Today Trotsky is remembered primarily for the exotic locale and grisly method of his passing in 1940: In Mexico City – exiled, marginalized and in decline – Trotsky was assassinated by a wily operative of Stalin’s, who penetrated the aging revolutionary’s heavily armed compound by wooing a pining spinster within the entourage, and did the deed with an axe, up close and personal.

I believe that history always still matters, but specifically, the life of Trotsky remains relevant to us largely because the manner by which he was discarded by the figure arising from the revolution he spearheaded. It has been suggested by many observers that if only Trotsky had “won” his fight with Stalin for control of the party, the world would have been spared the subsequent horrors of the latter’s sociopathic regime.

Service makes clear that this point of view is mistaken. 
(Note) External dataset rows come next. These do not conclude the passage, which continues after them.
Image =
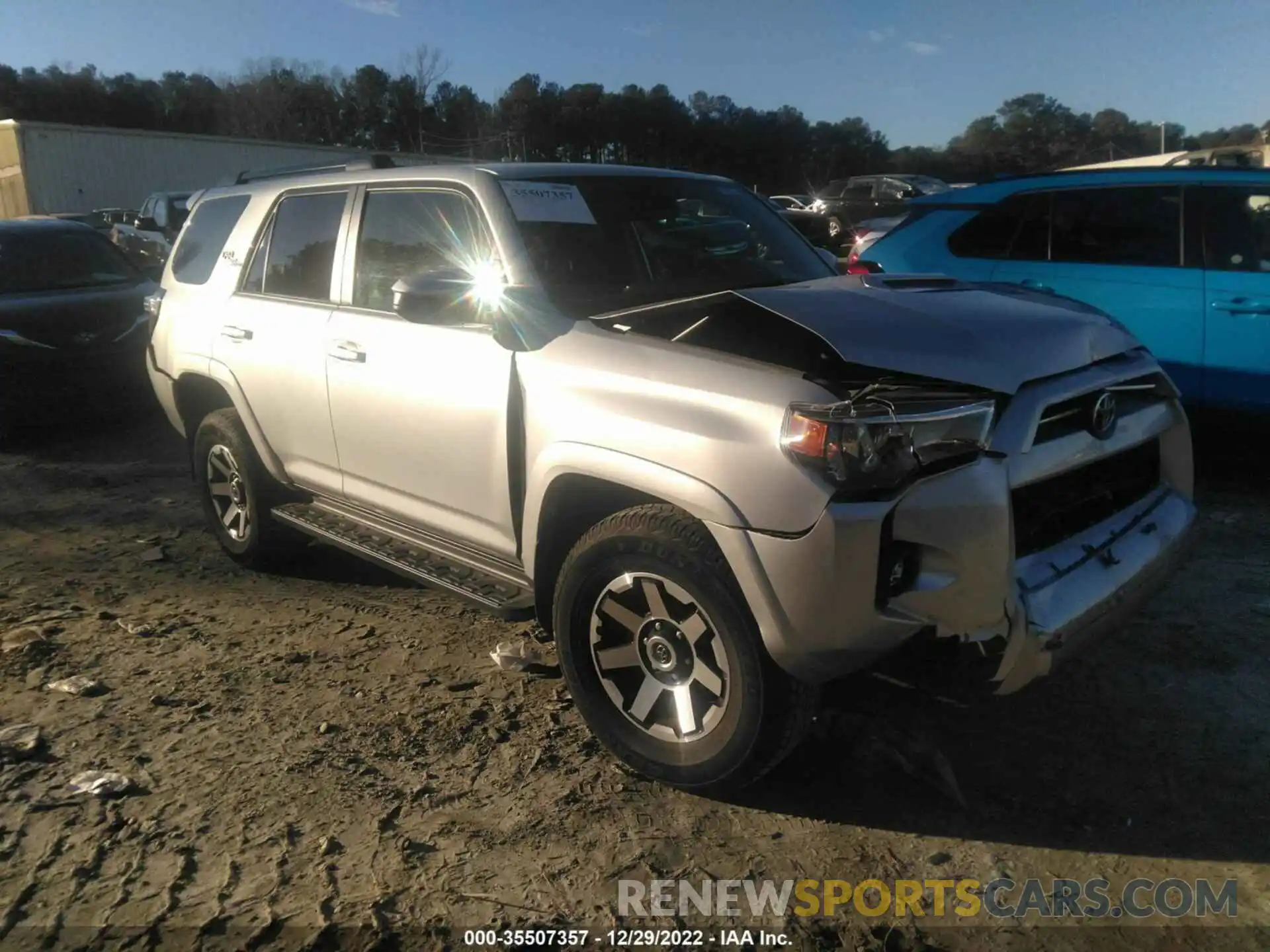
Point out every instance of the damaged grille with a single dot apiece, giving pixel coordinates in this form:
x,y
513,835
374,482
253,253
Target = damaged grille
x,y
1050,510
1075,415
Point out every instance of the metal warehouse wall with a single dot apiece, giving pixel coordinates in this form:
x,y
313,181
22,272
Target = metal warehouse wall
x,y
78,169
13,187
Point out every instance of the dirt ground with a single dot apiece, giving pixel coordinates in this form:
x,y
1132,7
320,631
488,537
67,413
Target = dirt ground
x,y
333,749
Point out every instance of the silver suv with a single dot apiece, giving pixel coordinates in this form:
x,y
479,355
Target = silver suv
x,y
640,405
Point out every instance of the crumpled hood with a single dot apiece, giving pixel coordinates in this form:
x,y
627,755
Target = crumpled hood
x,y
984,335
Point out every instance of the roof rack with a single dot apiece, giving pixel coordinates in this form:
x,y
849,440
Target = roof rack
x,y
355,163
1127,169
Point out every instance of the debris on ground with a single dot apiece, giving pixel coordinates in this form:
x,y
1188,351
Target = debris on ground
x,y
516,655
329,846
18,639
101,783
79,686
54,616
143,629
19,742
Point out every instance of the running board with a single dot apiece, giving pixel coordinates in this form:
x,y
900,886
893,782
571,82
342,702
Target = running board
x,y
432,563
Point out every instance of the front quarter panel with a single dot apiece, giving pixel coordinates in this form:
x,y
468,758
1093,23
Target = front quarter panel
x,y
695,427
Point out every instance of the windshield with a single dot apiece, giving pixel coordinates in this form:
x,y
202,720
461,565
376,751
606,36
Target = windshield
x,y
34,259
927,186
646,239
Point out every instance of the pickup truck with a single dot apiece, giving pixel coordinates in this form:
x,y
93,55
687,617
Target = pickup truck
x,y
642,408
146,238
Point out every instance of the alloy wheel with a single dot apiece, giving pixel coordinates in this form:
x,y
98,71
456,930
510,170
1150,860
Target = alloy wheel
x,y
228,489
659,658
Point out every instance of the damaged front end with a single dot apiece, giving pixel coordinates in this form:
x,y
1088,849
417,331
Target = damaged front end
x,y
974,491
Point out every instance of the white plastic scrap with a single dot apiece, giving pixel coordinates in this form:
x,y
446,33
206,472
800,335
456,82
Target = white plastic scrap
x,y
101,783
79,686
516,655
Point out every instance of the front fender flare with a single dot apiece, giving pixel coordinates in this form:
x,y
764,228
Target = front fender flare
x,y
689,493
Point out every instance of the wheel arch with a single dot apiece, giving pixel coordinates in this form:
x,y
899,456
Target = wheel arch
x,y
573,487
197,395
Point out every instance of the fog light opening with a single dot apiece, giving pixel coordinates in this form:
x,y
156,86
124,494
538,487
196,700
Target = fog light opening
x,y
902,571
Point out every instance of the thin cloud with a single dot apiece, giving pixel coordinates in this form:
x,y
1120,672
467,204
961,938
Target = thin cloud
x,y
380,8
921,48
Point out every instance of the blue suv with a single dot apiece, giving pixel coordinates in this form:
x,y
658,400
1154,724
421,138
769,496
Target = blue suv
x,y
1180,255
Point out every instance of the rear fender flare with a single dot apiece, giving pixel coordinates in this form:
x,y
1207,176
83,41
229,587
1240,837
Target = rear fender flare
x,y
224,376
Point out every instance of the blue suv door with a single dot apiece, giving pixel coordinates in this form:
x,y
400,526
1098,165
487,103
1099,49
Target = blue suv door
x,y
1238,292
1119,249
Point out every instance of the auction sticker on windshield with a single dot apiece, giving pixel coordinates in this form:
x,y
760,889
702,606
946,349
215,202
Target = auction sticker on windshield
x,y
546,201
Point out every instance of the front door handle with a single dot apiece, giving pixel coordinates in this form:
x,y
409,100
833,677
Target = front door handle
x,y
346,350
1241,305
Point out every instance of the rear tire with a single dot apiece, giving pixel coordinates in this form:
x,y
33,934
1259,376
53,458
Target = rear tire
x,y
665,660
238,493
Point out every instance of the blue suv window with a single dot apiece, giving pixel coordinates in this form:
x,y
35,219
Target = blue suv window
x,y
992,231
1238,229
1128,226
1132,225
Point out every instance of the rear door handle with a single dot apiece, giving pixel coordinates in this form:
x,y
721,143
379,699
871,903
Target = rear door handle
x,y
346,350
1241,305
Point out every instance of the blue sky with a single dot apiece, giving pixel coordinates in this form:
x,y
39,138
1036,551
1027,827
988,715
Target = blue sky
x,y
919,70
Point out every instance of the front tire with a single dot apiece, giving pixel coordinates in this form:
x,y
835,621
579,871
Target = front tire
x,y
663,658
238,494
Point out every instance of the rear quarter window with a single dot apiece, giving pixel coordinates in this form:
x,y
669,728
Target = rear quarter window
x,y
205,237
991,233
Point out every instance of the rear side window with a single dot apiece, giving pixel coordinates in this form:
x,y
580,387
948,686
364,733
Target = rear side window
x,y
295,255
408,233
1127,226
1236,227
991,231
201,244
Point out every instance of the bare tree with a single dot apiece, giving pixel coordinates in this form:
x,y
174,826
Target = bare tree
x,y
426,66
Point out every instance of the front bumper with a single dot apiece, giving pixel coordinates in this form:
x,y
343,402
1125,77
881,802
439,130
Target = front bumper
x,y
822,614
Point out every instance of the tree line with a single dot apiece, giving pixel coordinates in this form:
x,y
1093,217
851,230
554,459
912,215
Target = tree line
x,y
417,110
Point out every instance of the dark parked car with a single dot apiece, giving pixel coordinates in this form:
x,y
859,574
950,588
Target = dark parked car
x,y
846,202
73,327
101,219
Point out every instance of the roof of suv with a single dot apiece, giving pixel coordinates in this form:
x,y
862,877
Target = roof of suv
x,y
48,222
992,192
465,172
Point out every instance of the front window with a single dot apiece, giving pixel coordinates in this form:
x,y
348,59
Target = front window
x,y
33,260
926,186
646,239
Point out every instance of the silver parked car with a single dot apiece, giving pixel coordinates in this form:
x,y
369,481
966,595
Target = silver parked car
x,y
642,407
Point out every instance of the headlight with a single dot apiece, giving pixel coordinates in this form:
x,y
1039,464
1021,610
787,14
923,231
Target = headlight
x,y
876,446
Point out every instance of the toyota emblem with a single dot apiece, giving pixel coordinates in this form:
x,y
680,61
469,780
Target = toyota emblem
x,y
1103,416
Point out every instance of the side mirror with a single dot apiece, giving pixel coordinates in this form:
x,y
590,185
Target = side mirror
x,y
439,296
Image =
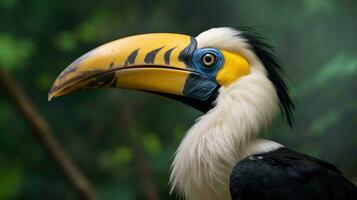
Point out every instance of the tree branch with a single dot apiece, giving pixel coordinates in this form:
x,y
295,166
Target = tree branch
x,y
44,134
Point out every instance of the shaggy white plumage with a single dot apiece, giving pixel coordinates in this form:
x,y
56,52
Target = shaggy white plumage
x,y
227,133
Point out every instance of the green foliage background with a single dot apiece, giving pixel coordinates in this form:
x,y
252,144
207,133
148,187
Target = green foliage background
x,y
315,40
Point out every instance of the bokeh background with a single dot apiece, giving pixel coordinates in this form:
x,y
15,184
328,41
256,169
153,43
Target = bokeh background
x,y
122,140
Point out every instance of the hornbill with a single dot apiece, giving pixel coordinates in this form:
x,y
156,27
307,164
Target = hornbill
x,y
234,78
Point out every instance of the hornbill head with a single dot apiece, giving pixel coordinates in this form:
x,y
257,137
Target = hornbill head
x,y
229,72
172,65
181,67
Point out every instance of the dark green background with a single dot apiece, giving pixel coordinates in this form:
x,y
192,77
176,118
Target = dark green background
x,y
315,40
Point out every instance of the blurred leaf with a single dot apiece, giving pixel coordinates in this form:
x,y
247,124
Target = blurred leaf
x,y
8,4
4,112
10,179
120,157
328,120
66,41
87,31
151,144
44,81
14,51
320,5
339,67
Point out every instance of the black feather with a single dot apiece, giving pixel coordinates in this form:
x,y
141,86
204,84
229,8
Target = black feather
x,y
264,52
286,174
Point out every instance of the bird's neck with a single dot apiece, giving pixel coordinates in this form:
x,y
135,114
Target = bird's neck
x,y
224,136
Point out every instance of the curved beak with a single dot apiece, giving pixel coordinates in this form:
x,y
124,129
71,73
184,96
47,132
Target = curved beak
x,y
158,62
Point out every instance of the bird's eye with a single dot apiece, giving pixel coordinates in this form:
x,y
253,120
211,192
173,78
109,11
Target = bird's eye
x,y
208,59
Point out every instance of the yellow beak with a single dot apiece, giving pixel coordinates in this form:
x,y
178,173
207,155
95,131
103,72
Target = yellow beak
x,y
156,62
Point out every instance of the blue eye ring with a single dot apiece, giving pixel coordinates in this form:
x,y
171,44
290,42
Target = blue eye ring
x,y
208,60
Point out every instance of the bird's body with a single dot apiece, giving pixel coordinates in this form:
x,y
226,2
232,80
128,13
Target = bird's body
x,y
233,77
285,174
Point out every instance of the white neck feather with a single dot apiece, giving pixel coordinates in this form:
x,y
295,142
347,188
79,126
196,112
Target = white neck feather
x,y
228,133
225,135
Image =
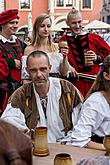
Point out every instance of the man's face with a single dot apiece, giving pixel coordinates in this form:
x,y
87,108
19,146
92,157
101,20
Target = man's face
x,y
75,23
10,28
39,69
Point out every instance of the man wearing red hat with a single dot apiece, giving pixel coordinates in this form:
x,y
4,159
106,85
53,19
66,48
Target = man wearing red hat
x,y
11,50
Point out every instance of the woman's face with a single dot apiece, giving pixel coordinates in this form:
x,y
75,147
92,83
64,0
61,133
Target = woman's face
x,y
75,23
45,28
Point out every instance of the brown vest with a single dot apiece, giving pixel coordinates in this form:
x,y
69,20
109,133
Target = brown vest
x,y
24,99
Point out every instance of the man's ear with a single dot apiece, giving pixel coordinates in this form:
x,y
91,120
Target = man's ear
x,y
106,75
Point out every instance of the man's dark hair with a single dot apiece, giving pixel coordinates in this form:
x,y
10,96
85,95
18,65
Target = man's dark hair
x,y
37,53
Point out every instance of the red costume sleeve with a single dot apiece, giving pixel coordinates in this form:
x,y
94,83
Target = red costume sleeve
x,y
4,70
98,45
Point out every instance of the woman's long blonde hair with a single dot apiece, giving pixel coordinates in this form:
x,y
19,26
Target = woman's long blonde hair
x,y
35,34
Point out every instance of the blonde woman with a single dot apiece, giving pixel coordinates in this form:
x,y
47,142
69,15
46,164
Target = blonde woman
x,y
41,40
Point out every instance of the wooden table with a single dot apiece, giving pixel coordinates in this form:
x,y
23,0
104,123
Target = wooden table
x,y
75,152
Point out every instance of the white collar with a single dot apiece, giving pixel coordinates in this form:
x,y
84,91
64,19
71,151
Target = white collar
x,y
5,40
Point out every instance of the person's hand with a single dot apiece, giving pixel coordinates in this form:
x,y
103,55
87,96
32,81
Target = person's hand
x,y
26,132
17,63
64,51
90,57
74,73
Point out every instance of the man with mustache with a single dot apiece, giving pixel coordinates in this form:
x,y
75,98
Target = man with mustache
x,y
46,101
11,50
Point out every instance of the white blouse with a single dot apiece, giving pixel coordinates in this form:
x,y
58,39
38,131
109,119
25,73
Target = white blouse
x,y
55,59
94,119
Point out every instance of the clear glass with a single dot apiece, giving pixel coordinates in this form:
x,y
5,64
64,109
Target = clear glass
x,y
63,159
40,142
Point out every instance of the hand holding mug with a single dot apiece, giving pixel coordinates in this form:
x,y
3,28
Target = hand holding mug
x,y
89,57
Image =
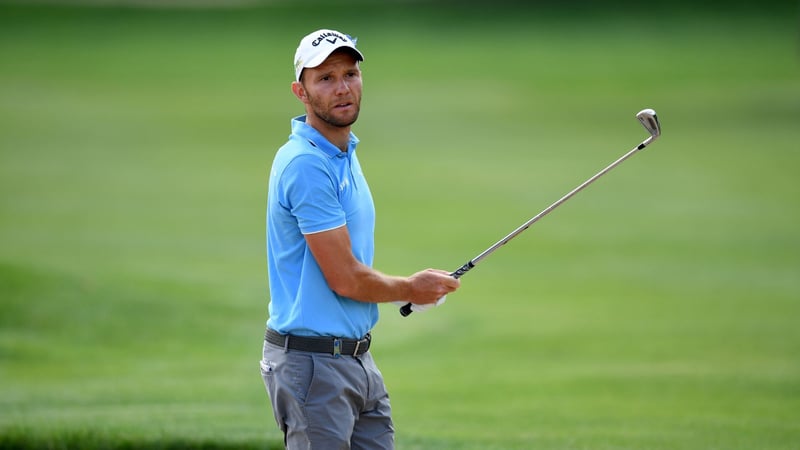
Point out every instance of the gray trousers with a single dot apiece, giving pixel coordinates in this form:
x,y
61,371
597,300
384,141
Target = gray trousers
x,y
324,402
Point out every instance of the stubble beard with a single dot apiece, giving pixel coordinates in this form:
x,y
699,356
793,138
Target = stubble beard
x,y
325,115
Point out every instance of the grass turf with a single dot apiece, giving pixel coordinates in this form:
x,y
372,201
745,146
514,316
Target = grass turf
x,y
655,310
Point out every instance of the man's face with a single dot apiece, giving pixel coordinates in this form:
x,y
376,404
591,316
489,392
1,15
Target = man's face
x,y
333,89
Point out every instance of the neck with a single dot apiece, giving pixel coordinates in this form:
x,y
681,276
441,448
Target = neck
x,y
338,136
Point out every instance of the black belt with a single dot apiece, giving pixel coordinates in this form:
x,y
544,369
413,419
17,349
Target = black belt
x,y
330,345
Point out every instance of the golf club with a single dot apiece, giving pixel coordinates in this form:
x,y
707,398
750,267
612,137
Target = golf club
x,y
649,120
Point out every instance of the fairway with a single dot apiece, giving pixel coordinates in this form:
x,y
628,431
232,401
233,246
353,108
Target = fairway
x,y
657,309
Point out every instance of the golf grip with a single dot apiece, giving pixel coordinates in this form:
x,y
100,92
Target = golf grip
x,y
406,309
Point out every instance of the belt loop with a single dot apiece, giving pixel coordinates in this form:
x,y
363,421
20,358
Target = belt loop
x,y
337,348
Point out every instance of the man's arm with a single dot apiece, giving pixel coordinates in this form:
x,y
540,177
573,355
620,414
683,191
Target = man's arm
x,y
350,278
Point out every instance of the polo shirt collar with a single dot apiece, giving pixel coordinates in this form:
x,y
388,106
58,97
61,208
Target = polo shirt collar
x,y
315,138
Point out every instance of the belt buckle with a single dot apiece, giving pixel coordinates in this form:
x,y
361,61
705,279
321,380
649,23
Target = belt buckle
x,y
337,347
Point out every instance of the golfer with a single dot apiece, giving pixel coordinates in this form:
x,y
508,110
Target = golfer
x,y
325,388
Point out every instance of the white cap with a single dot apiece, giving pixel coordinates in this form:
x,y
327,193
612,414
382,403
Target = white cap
x,y
315,48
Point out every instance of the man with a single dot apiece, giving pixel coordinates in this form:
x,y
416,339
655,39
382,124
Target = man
x,y
325,389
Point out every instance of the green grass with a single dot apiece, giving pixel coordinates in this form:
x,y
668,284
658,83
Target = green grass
x,y
657,309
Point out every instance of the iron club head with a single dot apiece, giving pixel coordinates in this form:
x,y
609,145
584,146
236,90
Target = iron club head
x,y
649,120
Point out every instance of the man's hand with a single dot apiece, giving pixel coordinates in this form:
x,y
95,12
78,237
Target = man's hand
x,y
431,285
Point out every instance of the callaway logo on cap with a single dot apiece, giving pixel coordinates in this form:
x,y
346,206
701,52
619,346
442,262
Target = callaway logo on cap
x,y
317,46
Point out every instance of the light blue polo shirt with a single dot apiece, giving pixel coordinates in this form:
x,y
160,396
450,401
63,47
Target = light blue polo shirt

It is true that Trotsky and Stalin famously differed on the parameters of the revolution; true believer Leon viewed it as “permanent,” with the victorious Soviet vanguard obliged to spread the contagion world wide, while Joe, ever pragmatic and self-serving, saw no issues with first consolidating control within the confines of the USSR, especially if this facilitated his position as supreme overlord.

However, the two did not ever substantively disagree as to the violent methods required to negate resistance to the party’s control. For that matter, neither did the sainted Lenin, whose early death (from natural causes) prompted the tussle for succession. Possibly those “parasites” opposed to the historically inevitable victory of the workers’ state would not have been exterminated in quite as great numbers had Trotsky ascended to the apex, but this is a difference only in degree. Like Stalin, Trotsky probably would not have been troubled by the additional zeroes.

Service’s biography provides a broad overview of Trostky’s existence apart from his life’s mission of revolution, although the central question of the man’s remains unanswered: Exactly how did this child of a Jewish kulak in the countryside acquire his taste for the interests of the urban proletariat? Was it ethnicity, embarrassment or excitement?

Or, was it purely evangelical?

While no original thought on my part, it is remarkable the extent to which the total commitment and relentless fanaticism of Trotsky’s generation of Marxists resembles institutional religious belief before and since, in turn inspiring similar-hued reactions; think about the Spanish Civil War’s intensity of horrific violence in a death clash between competing “–isms”. In polarization, whether economic, racial, political or religious, doesn’t there always exist a tragic potential for this degree of single-minded, all-or-nothing rage?

By the way, did you know that this is an election year in L’America?